Two pharmaceutical companies wanted to compare the cost and accuracy of predictive models developed using CORE’s active machine learning methods, to those using standard industry methods. EPA’s ToxCast dataset was used as a simulated “experimental space” for the test.
- A predictive model of the experimental space was developed using the current industry standard analytic methods. Using several machine
learning approaches – RandomForest and LASSO regression– it was
necessary to explore 80% of the experimental space to reach the
maximum predictive accuracy when compounds were chosen for
experimentation based on their chemical diversity.
- However, it only took 10% of the experimental space for CORE to reach this level of predictive accuracy.

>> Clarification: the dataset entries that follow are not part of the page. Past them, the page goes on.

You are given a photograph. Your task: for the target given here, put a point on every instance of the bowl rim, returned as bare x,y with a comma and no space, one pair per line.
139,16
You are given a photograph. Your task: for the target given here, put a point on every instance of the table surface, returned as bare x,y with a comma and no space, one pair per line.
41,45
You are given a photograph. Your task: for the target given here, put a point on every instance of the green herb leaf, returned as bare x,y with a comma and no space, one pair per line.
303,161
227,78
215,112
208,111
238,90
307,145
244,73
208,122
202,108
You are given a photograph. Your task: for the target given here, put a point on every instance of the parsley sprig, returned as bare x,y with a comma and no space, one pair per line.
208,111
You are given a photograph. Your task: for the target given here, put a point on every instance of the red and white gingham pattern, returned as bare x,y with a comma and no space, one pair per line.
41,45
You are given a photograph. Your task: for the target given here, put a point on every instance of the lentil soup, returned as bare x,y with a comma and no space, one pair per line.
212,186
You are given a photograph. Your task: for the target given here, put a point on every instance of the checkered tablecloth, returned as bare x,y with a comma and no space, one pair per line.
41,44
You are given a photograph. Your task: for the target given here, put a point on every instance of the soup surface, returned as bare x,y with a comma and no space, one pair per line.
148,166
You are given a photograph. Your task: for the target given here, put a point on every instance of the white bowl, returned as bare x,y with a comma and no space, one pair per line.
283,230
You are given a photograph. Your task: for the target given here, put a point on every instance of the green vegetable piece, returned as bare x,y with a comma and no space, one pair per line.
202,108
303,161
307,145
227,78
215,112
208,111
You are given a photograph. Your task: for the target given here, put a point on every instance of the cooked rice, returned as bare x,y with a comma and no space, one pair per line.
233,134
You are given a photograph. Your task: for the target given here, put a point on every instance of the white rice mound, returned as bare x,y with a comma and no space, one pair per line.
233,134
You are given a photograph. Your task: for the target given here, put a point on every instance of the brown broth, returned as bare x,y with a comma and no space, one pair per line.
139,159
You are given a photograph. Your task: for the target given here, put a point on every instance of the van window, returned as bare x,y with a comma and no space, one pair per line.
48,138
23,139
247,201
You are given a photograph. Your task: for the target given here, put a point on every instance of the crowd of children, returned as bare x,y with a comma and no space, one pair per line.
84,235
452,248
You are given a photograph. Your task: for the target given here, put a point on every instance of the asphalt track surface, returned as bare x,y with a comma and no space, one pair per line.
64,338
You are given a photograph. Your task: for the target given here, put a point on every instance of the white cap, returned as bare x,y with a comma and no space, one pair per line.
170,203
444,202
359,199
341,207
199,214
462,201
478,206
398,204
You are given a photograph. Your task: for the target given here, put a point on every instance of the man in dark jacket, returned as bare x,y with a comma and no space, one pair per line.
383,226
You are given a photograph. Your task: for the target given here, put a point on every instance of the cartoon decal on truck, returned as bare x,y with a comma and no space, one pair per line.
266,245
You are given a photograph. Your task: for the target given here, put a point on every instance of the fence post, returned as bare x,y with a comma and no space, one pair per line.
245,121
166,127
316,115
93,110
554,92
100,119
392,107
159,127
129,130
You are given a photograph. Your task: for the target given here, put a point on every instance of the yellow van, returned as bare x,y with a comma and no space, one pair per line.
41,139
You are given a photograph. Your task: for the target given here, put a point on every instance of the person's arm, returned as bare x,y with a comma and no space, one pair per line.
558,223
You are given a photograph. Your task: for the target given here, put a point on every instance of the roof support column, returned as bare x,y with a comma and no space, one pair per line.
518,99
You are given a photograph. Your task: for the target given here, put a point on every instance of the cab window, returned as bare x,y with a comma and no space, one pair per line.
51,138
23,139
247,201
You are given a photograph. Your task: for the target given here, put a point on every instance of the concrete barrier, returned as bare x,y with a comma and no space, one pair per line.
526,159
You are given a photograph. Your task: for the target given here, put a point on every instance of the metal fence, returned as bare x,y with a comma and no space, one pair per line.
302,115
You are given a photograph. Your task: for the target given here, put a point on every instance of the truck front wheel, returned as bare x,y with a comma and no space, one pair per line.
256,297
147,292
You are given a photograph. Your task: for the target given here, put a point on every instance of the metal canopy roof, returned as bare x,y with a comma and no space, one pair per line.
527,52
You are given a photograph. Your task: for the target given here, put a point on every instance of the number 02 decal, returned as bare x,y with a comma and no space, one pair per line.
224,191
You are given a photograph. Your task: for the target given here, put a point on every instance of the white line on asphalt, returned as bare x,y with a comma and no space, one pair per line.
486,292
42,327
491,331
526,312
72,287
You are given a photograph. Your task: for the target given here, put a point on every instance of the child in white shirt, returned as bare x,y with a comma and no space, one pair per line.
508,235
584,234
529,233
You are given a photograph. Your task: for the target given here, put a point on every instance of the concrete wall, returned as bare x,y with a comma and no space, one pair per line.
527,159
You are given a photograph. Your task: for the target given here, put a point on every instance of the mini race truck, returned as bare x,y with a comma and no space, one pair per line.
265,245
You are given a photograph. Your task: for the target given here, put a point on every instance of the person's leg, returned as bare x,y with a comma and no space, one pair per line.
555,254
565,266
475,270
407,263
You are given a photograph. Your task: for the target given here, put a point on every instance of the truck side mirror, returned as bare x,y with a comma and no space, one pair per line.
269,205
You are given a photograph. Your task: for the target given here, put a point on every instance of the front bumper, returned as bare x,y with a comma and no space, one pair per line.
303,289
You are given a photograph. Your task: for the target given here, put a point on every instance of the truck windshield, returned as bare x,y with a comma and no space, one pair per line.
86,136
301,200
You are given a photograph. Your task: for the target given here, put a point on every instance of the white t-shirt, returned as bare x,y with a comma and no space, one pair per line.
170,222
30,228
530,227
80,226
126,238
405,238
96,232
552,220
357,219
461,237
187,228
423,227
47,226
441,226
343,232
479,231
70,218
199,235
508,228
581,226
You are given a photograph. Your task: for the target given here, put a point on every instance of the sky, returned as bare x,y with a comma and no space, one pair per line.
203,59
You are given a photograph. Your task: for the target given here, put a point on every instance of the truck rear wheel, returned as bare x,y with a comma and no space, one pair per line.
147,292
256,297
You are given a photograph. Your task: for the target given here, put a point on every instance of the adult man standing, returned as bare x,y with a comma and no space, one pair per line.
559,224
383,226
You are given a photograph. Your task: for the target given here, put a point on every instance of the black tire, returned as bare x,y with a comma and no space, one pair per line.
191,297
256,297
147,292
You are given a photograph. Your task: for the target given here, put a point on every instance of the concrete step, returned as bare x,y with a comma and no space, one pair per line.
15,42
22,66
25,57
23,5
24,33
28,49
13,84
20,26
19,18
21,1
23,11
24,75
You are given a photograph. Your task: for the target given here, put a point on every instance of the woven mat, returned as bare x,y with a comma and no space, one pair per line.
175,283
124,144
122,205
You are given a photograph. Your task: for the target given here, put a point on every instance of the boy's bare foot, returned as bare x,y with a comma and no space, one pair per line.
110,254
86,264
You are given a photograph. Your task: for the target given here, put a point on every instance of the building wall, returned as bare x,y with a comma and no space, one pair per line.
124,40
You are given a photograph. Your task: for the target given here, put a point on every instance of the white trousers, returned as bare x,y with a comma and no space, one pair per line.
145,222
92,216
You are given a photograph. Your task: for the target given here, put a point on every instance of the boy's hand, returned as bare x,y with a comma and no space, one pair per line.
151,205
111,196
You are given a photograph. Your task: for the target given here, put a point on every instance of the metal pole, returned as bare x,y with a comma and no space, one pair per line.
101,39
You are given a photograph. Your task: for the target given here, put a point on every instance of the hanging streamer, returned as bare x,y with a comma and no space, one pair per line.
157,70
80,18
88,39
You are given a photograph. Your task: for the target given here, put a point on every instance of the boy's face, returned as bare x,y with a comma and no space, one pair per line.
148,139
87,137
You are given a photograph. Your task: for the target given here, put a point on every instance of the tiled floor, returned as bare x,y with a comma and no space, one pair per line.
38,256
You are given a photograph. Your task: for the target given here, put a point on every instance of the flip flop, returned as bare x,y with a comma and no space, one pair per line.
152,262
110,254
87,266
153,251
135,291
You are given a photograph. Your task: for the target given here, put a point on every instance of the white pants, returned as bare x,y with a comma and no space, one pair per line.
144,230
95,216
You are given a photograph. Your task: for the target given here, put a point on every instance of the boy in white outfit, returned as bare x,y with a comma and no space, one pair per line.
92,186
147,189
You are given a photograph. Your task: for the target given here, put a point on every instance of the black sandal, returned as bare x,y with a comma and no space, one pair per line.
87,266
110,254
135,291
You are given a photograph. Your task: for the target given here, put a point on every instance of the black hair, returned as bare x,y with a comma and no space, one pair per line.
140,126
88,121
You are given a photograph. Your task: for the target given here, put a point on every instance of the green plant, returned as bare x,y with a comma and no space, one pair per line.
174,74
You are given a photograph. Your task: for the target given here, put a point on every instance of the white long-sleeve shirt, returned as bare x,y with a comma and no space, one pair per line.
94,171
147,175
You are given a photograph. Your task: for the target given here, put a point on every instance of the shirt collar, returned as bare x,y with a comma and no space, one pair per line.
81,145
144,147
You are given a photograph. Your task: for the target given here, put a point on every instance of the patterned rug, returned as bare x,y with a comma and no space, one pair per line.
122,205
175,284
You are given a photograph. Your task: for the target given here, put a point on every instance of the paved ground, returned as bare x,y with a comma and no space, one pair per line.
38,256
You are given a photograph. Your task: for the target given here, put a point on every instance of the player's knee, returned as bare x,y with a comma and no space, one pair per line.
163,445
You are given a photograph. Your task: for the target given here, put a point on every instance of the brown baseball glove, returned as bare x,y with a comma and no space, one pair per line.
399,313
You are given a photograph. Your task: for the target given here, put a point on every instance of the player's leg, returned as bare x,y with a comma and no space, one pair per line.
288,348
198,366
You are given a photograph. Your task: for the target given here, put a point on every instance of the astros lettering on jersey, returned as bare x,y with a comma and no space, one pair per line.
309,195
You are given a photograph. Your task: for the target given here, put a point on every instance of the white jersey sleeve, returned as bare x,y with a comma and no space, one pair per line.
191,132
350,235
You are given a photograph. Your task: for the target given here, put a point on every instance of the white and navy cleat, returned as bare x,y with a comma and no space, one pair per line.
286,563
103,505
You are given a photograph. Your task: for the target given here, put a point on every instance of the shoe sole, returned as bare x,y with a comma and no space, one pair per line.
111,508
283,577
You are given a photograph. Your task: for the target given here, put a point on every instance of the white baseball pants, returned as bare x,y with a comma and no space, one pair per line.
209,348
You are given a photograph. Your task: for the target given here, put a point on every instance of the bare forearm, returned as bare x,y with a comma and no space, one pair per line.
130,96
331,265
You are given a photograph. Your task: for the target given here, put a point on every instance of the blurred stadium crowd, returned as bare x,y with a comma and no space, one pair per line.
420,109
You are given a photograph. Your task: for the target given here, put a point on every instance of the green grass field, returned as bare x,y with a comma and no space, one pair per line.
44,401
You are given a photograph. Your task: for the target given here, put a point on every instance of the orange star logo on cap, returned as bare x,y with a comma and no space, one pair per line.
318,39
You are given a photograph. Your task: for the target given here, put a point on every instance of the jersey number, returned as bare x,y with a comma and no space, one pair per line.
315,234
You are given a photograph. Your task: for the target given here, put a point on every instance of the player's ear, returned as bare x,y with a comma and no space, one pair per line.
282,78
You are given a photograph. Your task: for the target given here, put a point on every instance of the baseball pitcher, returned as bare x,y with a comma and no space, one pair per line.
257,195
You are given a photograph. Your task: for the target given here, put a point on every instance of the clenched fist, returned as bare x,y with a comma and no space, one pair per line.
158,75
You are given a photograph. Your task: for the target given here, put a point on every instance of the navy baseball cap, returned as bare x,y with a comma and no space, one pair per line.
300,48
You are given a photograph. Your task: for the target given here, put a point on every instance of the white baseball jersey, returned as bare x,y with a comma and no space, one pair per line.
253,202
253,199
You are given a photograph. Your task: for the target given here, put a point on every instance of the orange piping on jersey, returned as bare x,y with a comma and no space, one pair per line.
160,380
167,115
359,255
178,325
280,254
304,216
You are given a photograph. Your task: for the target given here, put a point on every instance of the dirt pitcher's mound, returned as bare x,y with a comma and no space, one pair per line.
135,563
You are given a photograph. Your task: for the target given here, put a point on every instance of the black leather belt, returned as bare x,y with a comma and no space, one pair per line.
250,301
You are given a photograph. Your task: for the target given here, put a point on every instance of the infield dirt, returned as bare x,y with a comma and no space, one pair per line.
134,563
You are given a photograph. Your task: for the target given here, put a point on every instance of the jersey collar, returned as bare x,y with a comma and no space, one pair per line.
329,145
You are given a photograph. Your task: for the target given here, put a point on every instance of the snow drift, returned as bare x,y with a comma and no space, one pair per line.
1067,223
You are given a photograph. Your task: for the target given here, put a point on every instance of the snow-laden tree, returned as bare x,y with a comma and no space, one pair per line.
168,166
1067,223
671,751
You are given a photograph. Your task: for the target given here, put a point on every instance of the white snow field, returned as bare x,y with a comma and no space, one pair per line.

Given the EPA estimate that $6M was spent on the experiments to develop ToxCast, when monetized, current industry methods would have cost $4.8M to explore and achieve the level of accuracy that CORE would have achieved for $600K. An 87% savings!
Any further experimentation directed by CORE resulted in an accuracy that was better than standard machine learning methods regardless of experiment selection methods.
Case study 2
Reduced experimentation by leveraging historical experimental results.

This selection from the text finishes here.